The Administration claims that families have safe alternative placements because many of those who were referred to the rec centers only stay for a couple of nights or don't show up at all. We know there are families choosing to stay in dangerous, overcrowded situations or with abusers because the rec centers feel that much more unsafe to them. Most telling, we know that the Administration doesn't follow up with families to find out where they end up.

The Founder and Executive Director of the Homeless Children's Playtime Project, Jamila Larson, LICSW, also testified at last week's hearing about the effect of rec centers on children's health:

We are concerned that the use of rec centers is a serious threat to child development and that they are not the solution to reducing the homeless census, unless our goal is to make life as challenging as possible for families in crisis. The census being down does not equal family safety and stability and that needs to be our goals as a community.

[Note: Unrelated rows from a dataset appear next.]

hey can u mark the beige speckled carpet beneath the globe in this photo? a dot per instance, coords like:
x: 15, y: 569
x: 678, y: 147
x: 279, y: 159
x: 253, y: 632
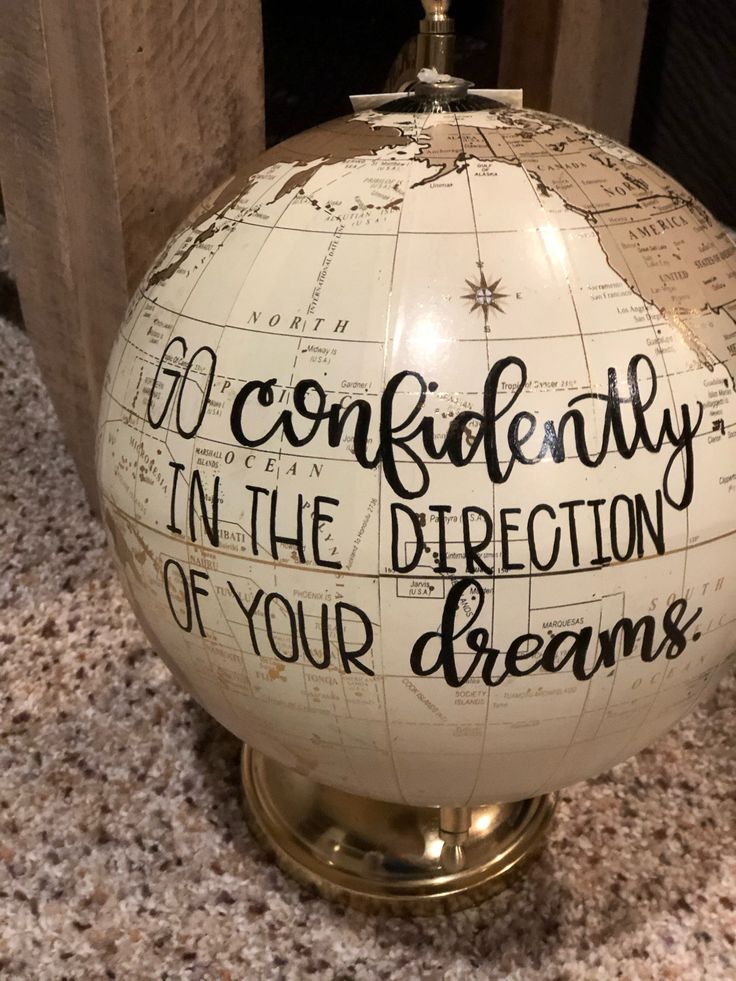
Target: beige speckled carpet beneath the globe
x: 123, y: 853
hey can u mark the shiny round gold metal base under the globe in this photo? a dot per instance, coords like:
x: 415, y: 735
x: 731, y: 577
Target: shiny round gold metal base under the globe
x: 376, y: 855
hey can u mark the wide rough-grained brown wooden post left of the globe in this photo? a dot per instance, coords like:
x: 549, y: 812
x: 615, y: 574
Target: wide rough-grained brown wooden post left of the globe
x: 117, y: 117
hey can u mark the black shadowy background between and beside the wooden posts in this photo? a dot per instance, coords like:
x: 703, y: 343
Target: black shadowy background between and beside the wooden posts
x: 685, y: 117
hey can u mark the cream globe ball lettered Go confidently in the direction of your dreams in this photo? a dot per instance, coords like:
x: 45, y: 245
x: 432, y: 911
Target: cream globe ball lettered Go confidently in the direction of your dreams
x: 414, y: 453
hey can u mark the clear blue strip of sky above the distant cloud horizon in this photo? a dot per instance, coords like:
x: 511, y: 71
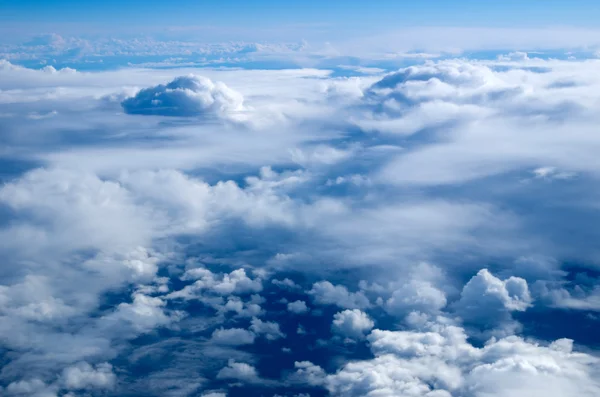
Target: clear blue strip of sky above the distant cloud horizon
x: 148, y: 16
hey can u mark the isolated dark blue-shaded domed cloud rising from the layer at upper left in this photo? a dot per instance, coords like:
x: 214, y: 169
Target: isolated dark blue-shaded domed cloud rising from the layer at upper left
x: 187, y: 96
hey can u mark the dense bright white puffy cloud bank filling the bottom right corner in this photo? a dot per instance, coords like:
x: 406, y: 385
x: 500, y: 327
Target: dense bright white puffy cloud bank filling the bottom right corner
x: 441, y: 363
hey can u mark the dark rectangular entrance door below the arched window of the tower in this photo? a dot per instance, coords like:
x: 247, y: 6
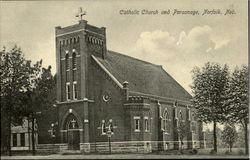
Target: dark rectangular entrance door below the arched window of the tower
x: 73, y: 140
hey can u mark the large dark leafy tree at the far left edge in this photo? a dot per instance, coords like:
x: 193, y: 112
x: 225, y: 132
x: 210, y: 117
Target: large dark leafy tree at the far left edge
x: 16, y: 74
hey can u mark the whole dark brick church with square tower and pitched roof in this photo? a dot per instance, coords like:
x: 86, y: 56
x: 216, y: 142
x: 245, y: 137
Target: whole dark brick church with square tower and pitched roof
x: 102, y: 93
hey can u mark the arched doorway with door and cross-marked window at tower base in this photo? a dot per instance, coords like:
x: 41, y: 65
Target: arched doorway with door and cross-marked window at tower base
x: 73, y: 132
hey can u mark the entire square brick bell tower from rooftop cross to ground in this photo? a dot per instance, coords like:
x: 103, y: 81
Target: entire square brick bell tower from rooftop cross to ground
x: 75, y: 45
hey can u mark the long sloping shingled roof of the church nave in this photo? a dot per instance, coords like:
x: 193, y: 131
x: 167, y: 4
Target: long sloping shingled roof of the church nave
x: 143, y: 76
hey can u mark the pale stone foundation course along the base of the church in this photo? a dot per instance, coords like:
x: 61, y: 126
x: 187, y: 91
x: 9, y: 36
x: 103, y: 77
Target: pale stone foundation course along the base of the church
x: 119, y: 147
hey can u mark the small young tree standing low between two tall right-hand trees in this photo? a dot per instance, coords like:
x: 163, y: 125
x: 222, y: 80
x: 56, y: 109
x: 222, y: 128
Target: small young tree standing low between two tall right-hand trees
x: 229, y: 136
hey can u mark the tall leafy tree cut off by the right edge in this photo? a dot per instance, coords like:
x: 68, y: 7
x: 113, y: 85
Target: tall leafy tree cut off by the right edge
x: 238, y: 100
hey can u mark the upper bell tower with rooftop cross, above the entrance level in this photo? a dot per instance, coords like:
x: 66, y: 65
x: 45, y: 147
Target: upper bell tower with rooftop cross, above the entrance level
x: 74, y: 46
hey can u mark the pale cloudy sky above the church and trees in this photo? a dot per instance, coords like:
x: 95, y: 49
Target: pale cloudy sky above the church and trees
x: 177, y: 42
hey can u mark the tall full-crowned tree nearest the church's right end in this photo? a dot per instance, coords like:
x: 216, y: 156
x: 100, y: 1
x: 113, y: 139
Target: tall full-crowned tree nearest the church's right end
x: 210, y: 84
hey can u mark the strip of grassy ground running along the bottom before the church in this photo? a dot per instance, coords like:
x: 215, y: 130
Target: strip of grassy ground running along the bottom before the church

It is not appropriate to expect children to be up past their bedtime (by not being admitted until 9:00 p.m.) or have parents hustle every day to reapply for shelter, and not even get in when temperatures hover above freezing. When families do not have doors that lock, it can be very difficult for people who have trauma histories.

And, yet, the Administration still touts the use of rec centers as a solution to the family crisis, a crisis that they continue to frame as one of "too many families in shelter," instead of the more accurate "too many families in need of shelter because they don't have safe housing." On March 4, the D.C. Department of Human Services promulgated emergency rule-making to define "private room" as "a part of the inside of a building that is separated by walls or partitions for use by an individual or family" in an effort to make legal a situation that harms children and that was rejected nearly two decades ago as too dangerous and too high a price to pay to be worth the budget savings.

Are we really going to go back to the regressive policies of the mid 1990s? In the intervening years, this community has learned that there is another way. A better way. We owe it to DC's homeless children to put those learnings to use as we work to resolve the current family homelessness crisis, and as we work to assure that all District residents have a safe and decent place to call home.